While this study offers a comprehensive view of volatility dynamics in response to oil price fluctuations and sustainability policies, it is not without limitations. First, the analysis focuses solely on the UAE, which may limit its generalizability to other oil-exporting nations with different policy frameworks or capital market structures. Second, while the GARCH and TARCH models effectively capture volatility and asymmetry, they may not fully detect nonlinear or regime-switching behaviors. Future research could employ more advanced models, such as EGARCH (Fasanya et al., 2021) or Markov-switching GARCH (Mensi et al., 2020), to examine deeper volatility responses. Additionally, expanding the analysis to include ESG ratings (Kruse et al., 2024), sectoral index performance, and cross-border capital flows would offer a more granular understanding of how sustainability transitions shape financial markets in resource-dependent economies.

6. Conclusions

This conclusion synthesizes the empirical results presented in this study and reflects on their theoretical and practical implications. The study offers empirical insights into the complex relationship between oil price fluctuations, sustainability initiatives, and stock market behavior in the UAE. By applying the linear regression, GARCH, and TARCH models to the MSCI UAE Index over a decade-long period, the analysis enhances our understanding of how financial markets in resource-dependent economies respond to external shocks and evolving policy frameworks.
The results confirm that oil prices remain a significant driver of market returns, although their explanatory power has diminished over time—suggesting growing market resilience and a shift toward diversification. This trend illustrates how oil dependency in financial markets is gradually being moderated by broader structural transformation. The persistence of volatility clustering underscores the enduring influence of past shocks, while the emergence of asymmetry—particularly during the 2019–2023 period—signals evolving investor sensitivity to policy-driven uncertainty. Notably, this asymmetry was absent in earlier years, indicating a broader transition in market behavior amid escalating geopolitical risks and the intensification of sustainability policy adoption.
The results from the periods of 2014–2016 and 2019–2023 further illustrate the sensitivity of the UAE stock market to oil price shocks, especially during significant economic disruptions, such as the global oil price crash, the COVID-19 pandemic, and the episodes of geopolitical tensions. These windows of heightened volatility underscore the market’s exposure to external shocks and reinforce the necessity for ongoing monitoring and adaptive policy interventions to mitigate systemic financial risk.
Building on this, the analysis of key sustainability-driven policy announcements from 2013 to 2024 sheds light on the evolving role of green finance and economic diversification. Initiatives such as the Dubai Clean Energy Strategy 2050 and Net Zero 2050 initially introduced market uncertainty yet ultimately contributed to a recalibration of investor confidence, signaling a dual-track transition—balancing hydrocarbon reliance with long-term sustainability goals. In contrast, the immediate market impact of ADNOC’s low-carbon projects and COP28 sustainability initiatives remained limited, suggesting that broader macroeconomic conditions and geopolitical factors continued to exert a stronger influence on market reactions.
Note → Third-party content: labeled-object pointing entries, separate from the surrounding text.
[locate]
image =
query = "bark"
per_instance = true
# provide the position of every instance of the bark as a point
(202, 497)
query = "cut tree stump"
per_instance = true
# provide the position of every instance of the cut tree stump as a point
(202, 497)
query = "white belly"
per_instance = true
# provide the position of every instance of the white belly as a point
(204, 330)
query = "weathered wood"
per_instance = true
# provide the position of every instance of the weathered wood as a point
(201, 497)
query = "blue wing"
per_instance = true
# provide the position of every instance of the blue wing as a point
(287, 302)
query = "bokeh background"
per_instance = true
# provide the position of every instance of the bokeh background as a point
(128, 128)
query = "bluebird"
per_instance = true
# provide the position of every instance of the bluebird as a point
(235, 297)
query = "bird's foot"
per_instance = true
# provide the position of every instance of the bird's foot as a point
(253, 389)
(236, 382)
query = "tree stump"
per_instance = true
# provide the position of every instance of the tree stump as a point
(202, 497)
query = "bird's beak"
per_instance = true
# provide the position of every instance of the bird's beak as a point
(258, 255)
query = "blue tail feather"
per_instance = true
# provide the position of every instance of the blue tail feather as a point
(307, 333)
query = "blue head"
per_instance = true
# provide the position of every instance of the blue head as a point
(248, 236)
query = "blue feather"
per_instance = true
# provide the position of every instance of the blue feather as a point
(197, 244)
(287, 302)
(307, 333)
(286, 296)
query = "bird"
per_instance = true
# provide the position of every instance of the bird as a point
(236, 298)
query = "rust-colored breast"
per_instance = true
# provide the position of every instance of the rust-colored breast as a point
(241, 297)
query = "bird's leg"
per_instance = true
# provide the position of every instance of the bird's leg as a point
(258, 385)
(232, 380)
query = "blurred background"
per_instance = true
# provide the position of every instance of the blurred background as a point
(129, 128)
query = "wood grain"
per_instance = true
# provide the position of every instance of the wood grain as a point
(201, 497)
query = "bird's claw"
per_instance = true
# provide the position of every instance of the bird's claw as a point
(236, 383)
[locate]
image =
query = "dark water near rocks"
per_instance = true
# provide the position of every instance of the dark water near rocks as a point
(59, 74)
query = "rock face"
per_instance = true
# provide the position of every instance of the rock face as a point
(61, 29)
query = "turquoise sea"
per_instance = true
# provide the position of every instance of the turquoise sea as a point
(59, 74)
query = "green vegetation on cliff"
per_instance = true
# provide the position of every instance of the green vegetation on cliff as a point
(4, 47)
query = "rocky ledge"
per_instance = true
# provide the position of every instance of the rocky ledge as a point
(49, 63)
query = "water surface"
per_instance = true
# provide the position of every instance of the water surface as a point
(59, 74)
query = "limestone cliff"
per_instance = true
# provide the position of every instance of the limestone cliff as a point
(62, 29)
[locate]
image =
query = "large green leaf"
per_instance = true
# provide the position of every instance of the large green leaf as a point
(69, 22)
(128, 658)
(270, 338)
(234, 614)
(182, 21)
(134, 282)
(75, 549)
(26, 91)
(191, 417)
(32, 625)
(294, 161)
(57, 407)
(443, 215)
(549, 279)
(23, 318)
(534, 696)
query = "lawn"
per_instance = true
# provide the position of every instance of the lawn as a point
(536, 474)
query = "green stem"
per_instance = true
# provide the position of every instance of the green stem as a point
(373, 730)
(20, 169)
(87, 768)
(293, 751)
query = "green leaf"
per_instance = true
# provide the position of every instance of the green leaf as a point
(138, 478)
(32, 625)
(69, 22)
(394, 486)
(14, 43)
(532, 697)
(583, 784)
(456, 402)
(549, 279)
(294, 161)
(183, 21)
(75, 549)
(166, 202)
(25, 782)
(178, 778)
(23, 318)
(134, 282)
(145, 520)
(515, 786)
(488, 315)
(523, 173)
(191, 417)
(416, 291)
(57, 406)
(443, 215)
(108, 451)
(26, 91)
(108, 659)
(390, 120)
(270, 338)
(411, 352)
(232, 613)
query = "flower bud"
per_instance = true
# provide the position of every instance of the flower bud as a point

Nevertheless, the gradual integration of sustainability policies into financial expectations highlights a foundational shift toward more structurally resilient market behavior.
While oil price volatility continues to influence the UAE financial markets, its effects appear to be moderating as sustainability-linked financial instruments and diversification policies gain traction. These instruments were shown to moderate volatility over time, reinforcing the value of sustainability-linked financial architecture in oil-exporting economies. From an investor’s perspective, these findings highlight the growing importance of integrating sustainability signals into portfolio strategies. As oil price volatility becomes increasingly intertwined with sustainability-driven policy shifts, investors should consider adjusting the risk models to account for both macroeconomic shocks and regulatory developments. Institutional investors, in particular, may benefit from forward-looking exposure to green sectors in the UAE, as these are increasingly supported by national policy and global investment trends. This transition points to the importance of developing forward-looking risk mitigation tools and strategic investment channels that support green finance and enhance economic stability. Stabilization funds, enhanced ESG disclosure frameworks, and real-time market monitoring mechanisms could all contribute to reducing the systemic vulnerabilities.
Further research should examine alternative market drivers, such as monetary policy, global trade linkages, and foreign direct investment, to assess their role in shaping the UAE stock market performance. Expanding the study to other Gulf Cooperation Council (GCC) countries would facilitate comparative analyses of regional economic stability and diversification efforts. Additionally, investigating the long-term impact of sustainability policies on market volatility, particularly in the context of global ESG investment trends and carbon pricing mechanisms, would provide deeper insights into market resilience. Applying advanced econometric models, such as EGARCH or Markov-switching models, could further capture nonlinear dependencies and assess the asymmetric effects of oil price shocks more effectively.
As the UAE continues its trajectory toward a more diversified and sustainable economic model, the ability to anticipate and adapt to financial volatility will be critical. In this context, aligning financial innovation with sustainability policy will be key to advancing long-term resilience and investment competitiveness in the post-oil era.

Author Contributions

Conceptualization, H.Z.; methodology, M.K.O.; investigation, M.K.O.; validation, H.Z. and M.K.O.; formal analysis, H.Z.; writing—original draft preparation, H.Z. and M.K.O.; writing—review and editing, H.Z. All authors have read and agreed to the published version of the manuscript.

Funding

This research received no external funding.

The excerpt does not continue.